The influence of eruptive movements, age, population size and other factors on the survival of the Shag (Phalacrocorax aristotelis (L.))
Abstract
Little is known of the causes of natural mortality in birds, mainly because it is difficult to find an adequate and unbiased sample of the dead. This is particularly true of the mortality in sea-birds which occurs away from the breeding grounds outside the breeding season or in the pre-breeding years. Despite these difficulties, and in the absence of formal proof, density-governing adult mortality is presumed by Lack (1954, 1966) and Wynne-Edwards (1962) to be widespread in bird species.
In recent years the gross annual adult mortality rate has been determined for more than a dozen species of sea-bird, but there has been no investigation of the relative importance of the various mortality, factors in relation to age, sex or breeding experience. This is surprising from a logical point of view since many of the theories which account for deferred maturity (Wynne-Edwards 1955, 1962; Lack 1954; Ashmole 1963; Amadon 1964) can only be resolved by a fuller knowledge of the causes of adult mortality. For example, the evolution of deferred maturity was explained in terms of group selection (Wynne-Edwards 1962) before any species had been examined thoroughly enough to exclude a more conventional explanation in terms of natural selection (Lack 1966). This is analogous to studying the evolution of intraspecific variation in clutch size without investigating the genetics of clutch size determination (see Birch & Ehrlich 1967).

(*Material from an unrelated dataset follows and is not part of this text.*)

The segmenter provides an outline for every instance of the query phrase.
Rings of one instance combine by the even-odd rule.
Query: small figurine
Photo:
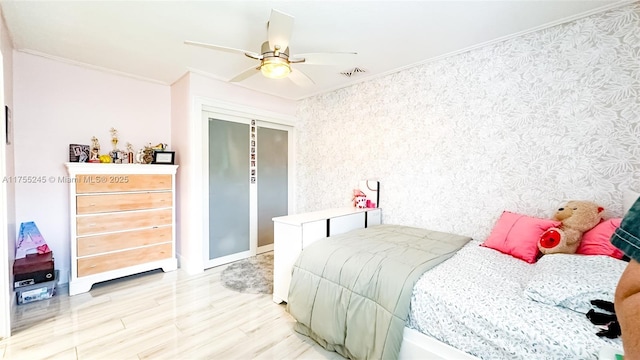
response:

Some investigations of the dispersal or mortality of species in the genus Phalacrocorax have already been made. Kortlandt (1942) gives an account of the population dynamics of the Dutch population of the cormorant P. carbo (L.) and includes estimates of the mortality in relation to sex and age, though he considered that the mortality rate would be doubled in a severe winter. The average annual adult mortality rate of the breeding adults was 10%, but difficulties were encountered in corrections for the loss of rings and through ring wear. Only a few of the breeding adults were individually colour-ringed, so that the recognition of individuals was very restricted. Coulson & White (1957) estimated the annual adult mortality of the shag (P. aristotelis) as 13±9% using Jackson's negative method as interpreted in the formulae of Bailey (1951, 1952). This method assumes an absence of emigration and is unsuitable for examining annual variation or for dealing with the individuals which could not be caught. The shags used in this pilot study were not of known age or sex, nor was their breeding success known. Snow (1960) gives an annual mortality estimate of 7% for adult shags on Lundy, Bristol Channel, but it was based on a sample of only 28 risk-years.